The recurring theme in the Republican Convention seems to be to attack Michelle Obama by the speakers saying, "I've ALWAYS been proud of America," or "There's never been a day in my life that I haven't been proud of America."
Well, my Republican fellow Americans, although I've always loved this country for its promise, there have been A LOT of days that I haven't been proud of America. I wasn't proud of America when in the early years of elementary school, this Yankee had his first exposure to Jim Crow. We were on the way to Florida from Illinois, and upon stopping somewhere in the Old Confederacy, I approaced a water fountain that said "Colored Water." When my mother said that I had to drink from the fountain that said "White Water," I replied that I wanted to see what color the water was. When she told me what the sign meant, I asked the obvious question: "Why can't everybody drink from the same water fountain?" In my childish way, I wasn't proud of America when she responded, "That's just the way things are in this part of our country."
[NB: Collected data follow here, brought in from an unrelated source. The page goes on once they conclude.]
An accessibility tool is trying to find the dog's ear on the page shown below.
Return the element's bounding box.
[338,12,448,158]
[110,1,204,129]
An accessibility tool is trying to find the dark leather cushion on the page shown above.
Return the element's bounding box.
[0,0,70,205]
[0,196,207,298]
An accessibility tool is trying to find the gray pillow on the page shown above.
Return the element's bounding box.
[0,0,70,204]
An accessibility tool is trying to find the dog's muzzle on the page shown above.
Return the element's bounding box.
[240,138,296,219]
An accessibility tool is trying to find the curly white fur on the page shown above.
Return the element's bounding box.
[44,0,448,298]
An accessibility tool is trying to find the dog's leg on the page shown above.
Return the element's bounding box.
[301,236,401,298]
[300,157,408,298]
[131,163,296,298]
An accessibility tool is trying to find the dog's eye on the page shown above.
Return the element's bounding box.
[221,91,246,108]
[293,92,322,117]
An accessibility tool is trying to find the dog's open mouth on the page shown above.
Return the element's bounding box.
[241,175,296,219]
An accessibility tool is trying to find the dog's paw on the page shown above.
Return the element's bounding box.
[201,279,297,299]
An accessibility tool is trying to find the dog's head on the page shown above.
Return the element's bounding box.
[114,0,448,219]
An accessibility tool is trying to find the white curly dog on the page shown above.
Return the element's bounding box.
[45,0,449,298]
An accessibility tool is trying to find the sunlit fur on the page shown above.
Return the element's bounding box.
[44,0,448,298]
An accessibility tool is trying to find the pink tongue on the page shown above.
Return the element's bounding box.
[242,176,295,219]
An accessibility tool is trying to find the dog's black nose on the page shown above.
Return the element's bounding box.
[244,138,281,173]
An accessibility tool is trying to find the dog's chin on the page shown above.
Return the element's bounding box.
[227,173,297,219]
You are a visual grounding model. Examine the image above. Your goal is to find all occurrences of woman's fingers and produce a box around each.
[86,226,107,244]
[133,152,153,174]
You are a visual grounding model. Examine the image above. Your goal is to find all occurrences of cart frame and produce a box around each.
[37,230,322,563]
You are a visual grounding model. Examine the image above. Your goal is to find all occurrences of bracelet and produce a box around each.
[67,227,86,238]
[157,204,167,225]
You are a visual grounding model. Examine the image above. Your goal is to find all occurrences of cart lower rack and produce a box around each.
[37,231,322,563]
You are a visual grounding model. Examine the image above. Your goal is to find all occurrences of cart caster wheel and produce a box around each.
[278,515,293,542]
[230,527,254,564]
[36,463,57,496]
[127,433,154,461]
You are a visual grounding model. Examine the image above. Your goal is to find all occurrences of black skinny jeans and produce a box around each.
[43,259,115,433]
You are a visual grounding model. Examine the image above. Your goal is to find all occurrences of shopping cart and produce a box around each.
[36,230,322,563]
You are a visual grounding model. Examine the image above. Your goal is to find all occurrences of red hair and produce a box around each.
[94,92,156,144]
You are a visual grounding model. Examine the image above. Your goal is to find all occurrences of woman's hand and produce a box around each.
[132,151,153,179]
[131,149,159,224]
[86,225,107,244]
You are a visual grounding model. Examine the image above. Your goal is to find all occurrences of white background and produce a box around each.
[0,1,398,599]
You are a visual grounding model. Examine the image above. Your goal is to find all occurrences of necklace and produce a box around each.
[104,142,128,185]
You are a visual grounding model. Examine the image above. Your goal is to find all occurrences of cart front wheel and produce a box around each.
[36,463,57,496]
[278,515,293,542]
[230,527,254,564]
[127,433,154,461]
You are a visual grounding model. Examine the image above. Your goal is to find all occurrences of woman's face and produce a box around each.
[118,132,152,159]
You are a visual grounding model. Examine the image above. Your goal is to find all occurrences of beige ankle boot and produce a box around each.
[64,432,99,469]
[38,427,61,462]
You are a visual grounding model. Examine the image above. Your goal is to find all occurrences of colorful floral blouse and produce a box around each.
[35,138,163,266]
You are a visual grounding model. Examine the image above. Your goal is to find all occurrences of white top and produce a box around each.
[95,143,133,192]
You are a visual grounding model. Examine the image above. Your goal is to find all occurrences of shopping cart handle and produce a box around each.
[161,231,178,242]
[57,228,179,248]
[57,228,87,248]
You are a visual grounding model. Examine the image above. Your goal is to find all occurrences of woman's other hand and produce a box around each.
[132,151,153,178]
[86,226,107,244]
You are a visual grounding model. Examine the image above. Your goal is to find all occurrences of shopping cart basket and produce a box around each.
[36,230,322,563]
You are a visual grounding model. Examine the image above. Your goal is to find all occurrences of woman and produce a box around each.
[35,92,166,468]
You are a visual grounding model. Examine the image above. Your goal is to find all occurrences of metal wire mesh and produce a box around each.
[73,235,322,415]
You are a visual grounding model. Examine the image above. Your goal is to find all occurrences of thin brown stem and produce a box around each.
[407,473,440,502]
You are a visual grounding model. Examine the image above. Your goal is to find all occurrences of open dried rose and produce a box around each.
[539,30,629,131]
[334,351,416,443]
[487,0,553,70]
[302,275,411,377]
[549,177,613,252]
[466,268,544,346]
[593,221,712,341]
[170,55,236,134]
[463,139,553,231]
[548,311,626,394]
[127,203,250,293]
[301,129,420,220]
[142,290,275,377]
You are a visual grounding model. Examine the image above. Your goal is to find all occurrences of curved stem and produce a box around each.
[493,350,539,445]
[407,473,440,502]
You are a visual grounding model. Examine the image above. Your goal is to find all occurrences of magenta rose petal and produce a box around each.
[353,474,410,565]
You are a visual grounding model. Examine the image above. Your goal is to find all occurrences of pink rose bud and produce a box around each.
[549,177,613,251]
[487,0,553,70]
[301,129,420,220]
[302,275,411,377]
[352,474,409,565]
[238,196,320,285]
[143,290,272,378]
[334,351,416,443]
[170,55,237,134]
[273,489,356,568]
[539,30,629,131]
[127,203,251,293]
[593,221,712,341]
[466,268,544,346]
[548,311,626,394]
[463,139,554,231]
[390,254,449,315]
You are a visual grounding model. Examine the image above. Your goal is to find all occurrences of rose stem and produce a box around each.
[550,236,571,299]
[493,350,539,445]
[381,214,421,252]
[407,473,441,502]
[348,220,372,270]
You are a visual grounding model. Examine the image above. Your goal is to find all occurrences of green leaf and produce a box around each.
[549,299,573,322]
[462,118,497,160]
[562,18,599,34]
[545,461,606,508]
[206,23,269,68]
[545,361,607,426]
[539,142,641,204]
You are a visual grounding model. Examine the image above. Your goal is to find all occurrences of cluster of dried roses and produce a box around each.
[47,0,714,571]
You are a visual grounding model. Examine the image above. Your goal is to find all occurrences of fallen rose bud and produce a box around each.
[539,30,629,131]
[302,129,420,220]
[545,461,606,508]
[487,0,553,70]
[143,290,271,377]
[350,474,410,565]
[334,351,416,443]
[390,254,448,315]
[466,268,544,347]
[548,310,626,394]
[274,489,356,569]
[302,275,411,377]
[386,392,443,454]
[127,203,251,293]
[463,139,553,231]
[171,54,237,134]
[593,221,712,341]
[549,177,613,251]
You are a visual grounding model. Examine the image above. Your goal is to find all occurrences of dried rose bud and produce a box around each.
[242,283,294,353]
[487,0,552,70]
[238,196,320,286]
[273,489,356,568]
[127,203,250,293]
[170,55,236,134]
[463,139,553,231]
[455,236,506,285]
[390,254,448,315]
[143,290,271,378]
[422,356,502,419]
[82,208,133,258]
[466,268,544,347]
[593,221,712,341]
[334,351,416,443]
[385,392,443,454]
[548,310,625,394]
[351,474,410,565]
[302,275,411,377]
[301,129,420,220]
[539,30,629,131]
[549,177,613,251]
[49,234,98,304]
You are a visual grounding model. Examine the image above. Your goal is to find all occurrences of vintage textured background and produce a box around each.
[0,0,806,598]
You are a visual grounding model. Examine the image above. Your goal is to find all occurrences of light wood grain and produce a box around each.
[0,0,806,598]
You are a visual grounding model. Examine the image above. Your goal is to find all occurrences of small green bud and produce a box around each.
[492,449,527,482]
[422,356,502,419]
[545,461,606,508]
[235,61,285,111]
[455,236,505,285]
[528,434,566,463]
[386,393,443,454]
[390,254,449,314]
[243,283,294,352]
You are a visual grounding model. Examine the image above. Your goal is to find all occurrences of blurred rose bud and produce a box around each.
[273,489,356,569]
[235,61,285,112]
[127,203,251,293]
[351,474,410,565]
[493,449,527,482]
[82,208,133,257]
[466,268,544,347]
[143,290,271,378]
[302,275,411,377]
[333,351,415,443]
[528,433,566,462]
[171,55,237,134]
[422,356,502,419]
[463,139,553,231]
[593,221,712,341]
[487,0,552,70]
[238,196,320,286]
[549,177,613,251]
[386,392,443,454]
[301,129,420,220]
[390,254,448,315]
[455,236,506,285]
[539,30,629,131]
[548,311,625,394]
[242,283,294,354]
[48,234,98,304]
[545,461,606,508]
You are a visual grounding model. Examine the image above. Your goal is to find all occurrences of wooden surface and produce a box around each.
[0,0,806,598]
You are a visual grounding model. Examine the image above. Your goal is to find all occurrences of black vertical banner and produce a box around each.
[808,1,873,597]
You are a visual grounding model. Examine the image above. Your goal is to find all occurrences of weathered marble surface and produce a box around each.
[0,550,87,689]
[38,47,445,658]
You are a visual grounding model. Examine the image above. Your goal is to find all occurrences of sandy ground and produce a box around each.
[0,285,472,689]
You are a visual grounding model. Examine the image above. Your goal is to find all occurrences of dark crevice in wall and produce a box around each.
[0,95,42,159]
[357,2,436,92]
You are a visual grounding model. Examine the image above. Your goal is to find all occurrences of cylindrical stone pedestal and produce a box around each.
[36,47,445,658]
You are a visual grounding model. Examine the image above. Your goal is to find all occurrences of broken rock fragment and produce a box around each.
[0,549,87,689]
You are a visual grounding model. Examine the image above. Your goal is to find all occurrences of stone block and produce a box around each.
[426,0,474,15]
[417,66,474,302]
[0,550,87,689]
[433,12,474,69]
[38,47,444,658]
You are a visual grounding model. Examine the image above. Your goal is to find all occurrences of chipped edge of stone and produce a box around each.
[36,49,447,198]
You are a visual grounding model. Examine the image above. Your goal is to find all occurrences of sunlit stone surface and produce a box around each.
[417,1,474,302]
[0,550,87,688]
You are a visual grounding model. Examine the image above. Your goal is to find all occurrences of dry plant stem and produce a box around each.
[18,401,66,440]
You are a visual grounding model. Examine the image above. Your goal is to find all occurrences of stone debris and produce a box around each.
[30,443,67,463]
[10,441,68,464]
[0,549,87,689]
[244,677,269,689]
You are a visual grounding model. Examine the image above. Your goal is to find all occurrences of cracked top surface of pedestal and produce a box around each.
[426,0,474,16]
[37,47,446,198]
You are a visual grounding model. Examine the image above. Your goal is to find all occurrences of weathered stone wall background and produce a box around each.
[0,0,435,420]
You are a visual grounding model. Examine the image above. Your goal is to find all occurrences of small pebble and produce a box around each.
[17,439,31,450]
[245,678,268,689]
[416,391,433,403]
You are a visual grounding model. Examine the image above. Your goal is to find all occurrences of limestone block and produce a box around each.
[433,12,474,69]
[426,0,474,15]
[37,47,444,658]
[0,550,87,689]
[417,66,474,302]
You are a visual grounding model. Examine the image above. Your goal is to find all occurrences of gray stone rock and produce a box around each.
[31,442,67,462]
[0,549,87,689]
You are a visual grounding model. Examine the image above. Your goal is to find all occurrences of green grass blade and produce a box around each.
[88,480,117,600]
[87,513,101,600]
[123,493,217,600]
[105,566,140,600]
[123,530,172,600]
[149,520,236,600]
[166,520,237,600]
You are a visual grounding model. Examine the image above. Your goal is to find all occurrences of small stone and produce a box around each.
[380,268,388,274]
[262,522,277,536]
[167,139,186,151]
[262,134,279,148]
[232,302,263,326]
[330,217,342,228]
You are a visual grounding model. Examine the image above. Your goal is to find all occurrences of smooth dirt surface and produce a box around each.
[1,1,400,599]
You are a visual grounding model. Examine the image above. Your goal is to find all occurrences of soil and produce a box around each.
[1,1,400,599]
I wasn't proud of America when, as a 6th grader, I won a trip to New Orleans selling subscriptions to my hometown newspaper in which the African-American newspaper carriers had to go on another trip, because they couldn't stay in the segregated hotels or eat in the segregated restaurants that the rest of us ate in while we were in New Orleans. And I wasn't proud of America when, on that trip, the newspaper had to get special approval that one of my fellow newspaper carriers and winners of the trip who was of South Asian ancestry was really Caucasian (despite having darker skin than many African-Americans) to get him to stay in our hotel. And I CERTAINLY wasn't proud of America when, on that trip, some New Orleans cop refused to let him use the "White Men's Room" in a New Orleans city park because "You n*****s have to use the 'Colored Men's Room.'"
I wasn't proud of America when little African-American girls were blown up in their churches while attending Sunday School because there had been a voting rights meeting in their church, and I wasn't proud of America when civil rights workers were brutally murdered for the horrible "crime" of registering African-Americans to vote.
I don't want to limit my criticisms to the South. I wasn't proud of America when I discovered that my well-stocked elementary school library in the heart of the Land of Lincoln was duplicated in the other majority White elementary schools, but that there was no library in the one virtually all-black elementary school.
I also wasn't proud of my country when I leared of my country's role in overthrowing democratically-elected governments in Guatemala, Iran, and Chile (among others).
I wasn't even proud of my country TODAY. During the past several months, I've been volunteering visiting merchant ships and seeing to the needs of foreign seafarers in our local port. Today, again (as has been true before), I was on board a ship where NOBODY had visas -- not the captain of the ship, not the other officers, not the ordinary seafarers, not ANYBODY. These guys are bringing us much-needed commodities. They are all allowed to go ashore in Europe, or Latin America, but although we want the commodities that they deliver to us, our government doesn't regard them as worthy of being trusted to go to the local Wal-Mart or Best Buy to purchase personal items that they need, or that they'd like to take back to their wives or other family members.
Instead of me being able to take them to a local store to buy what they want, they had to write out a shopping list in a language with which they clearly weren't all that familiar, and tomorrow, I've got to figure out from that list what they actually want, buy it for them, and take it to their ship.
At our best, when we are striving to live up to the beautiful promise of our Declaration of Independence, I have an incredible love for this country, which is worthy of the pride of all of its citizens. But we're not always at our best, and when we're at our worst, we're not worthy of ANYBODY'S pride.